Up-and-coming singer/songwriter Zella Day performed on Aug. 27 at Suzie’s Dogs & Drafts in downtown Youngstown through a Penguin Productions coordinated event.

The 20-year-old indie-pop artist and her bandmates hunkered down in the upstairs portion of Suzie’s after driving all day from Toronto, Ontario. The night before, Day performed at Lee’s Palace, a staple venue in Toronto.

“You really have to just muster up the energy and really get into the mentality of giving, because that’s what music is about,” Day said.

Fans of Day yelled, “Zella, I love you,” from across the street from an upper floor of the Erie Terminal building as she walked outside for an interview in the Suzie’s parking lot.

Day was on the last leg of her tour, performing the next night at the Grog Shop in Cleveland and finishing out the night after the next in Detroit.

“For me, music is very selfless,” Day said. “And no matter what kind of day I’ve had, or how long I’ve been in the van for, when I get on stage and there’s people coming to the show, that’s the first time they’ve seen me.”

Day and her bandmates took the stage at 9 p.m. and performed for a packed-in crowd that Thursday night. Suzie’s opened up their garage door style windows, and patrons gathered on the street as well to listen to the performance.

Day is no stranger to performing at university affiliated events, playing university dates in her latest tour in upstate New York.

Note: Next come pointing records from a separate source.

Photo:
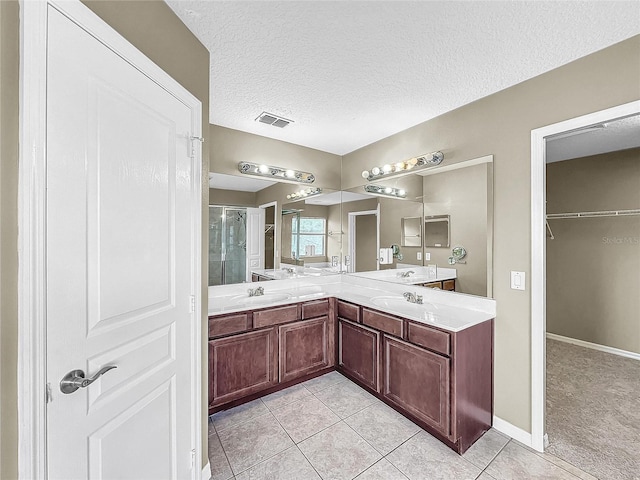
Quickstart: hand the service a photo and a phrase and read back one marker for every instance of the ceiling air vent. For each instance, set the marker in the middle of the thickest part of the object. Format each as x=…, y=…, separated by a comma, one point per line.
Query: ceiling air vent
x=271, y=119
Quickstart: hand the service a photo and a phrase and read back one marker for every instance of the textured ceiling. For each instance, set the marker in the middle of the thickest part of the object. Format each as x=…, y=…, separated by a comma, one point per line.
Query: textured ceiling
x=350, y=73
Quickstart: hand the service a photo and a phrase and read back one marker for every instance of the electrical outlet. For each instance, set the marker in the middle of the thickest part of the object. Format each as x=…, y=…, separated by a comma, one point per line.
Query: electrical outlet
x=518, y=280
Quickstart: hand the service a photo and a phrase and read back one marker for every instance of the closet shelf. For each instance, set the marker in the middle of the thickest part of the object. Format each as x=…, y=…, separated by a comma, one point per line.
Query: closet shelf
x=602, y=213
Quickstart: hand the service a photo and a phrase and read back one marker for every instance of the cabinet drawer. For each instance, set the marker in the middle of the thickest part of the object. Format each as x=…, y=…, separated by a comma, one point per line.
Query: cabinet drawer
x=430, y=338
x=225, y=325
x=348, y=311
x=380, y=321
x=274, y=316
x=317, y=308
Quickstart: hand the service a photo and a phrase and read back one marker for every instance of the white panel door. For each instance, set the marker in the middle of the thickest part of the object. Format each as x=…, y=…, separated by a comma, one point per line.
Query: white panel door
x=119, y=265
x=255, y=239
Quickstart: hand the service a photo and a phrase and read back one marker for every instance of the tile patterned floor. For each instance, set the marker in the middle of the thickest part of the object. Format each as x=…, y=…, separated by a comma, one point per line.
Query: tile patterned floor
x=331, y=429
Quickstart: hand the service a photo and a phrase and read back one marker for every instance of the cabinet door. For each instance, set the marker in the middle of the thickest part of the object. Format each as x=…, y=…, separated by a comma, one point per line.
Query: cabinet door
x=359, y=352
x=241, y=365
x=304, y=348
x=417, y=380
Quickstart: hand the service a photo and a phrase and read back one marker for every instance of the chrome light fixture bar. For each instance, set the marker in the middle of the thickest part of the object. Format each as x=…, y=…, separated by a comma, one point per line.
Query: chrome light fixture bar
x=386, y=191
x=413, y=164
x=276, y=173
x=305, y=193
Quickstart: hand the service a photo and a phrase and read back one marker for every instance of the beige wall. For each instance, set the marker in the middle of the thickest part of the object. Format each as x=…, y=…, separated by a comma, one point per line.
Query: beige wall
x=9, y=68
x=501, y=125
x=462, y=194
x=154, y=29
x=593, y=264
x=228, y=147
x=391, y=213
x=232, y=198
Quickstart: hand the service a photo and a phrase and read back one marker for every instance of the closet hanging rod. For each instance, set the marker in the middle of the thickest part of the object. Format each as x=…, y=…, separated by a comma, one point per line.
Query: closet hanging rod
x=603, y=213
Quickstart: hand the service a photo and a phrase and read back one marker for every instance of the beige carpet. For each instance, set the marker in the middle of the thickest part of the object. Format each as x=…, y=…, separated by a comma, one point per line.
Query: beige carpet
x=593, y=410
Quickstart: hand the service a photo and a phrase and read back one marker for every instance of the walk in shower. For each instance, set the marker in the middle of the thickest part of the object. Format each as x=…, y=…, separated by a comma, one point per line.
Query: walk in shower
x=227, y=245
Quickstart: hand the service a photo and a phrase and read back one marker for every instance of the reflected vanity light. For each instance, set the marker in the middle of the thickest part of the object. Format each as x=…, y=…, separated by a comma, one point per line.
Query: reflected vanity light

“They want a good show,” Day said. “They don’t care what I’ve been doing earlier that day or what I had to eat for lunch.”

Day has performed at Firefly Music Festival, Lollapalooza and recently played her single “High” on Conan.

Day’s latest release, “Kicker,” came out this past June on Pinetop and Hollywood Records. While making the record, Day said she listened heavily to 60s and 70s rock — the Rolling Stones and The Zombies — and Jeff Buckley.

“Which is funny, cause I don’t think you hear that a lot on the record,” Day said. “But when you see a live show, that comes across.”

Born and raised in Arizona, Day has played music since she was nine-years-old. Her music stylistically and lyrically is the result of what, she says, enters her psyche. An example of that is her song, “The Outlaw Josey Wales.”

Any time she spent time in her grandparents’ home, Day said they always had Clint Eastwood movies on.

“I just remembered it,” Day said. “It was probably at a very impressionable time in my life, and ‘Outlaw Josey Wales’ was just something that stuck. I liked his name. I liked everything about him.”

After their date in Detroit, Day and her bandmates will go home for eight days and then hit the road again to tour some more. But Day said she was feeling the effects of being on the road, recovering from a virus and lack of sleep.

“Being on stage is such a high that I’ll never experience anywhere else,” Day said. “It’s like receiving that kind of energy from the audience and feeding off of it and playing my music, and being in that space is unlike anything. But then, when you’re in a van for 12 hours and then staying in Holiday Inns, it’s quite the low.”

Day said that despite exhaustion and feeling under the weather, she has to muster the energy to get on stage every night.

“I work really hard for it,” Day said. “I’m never content with the last song that I wrote. I’m always trying to get better and I’m going to write more records, and I guess with that comes opportunity.”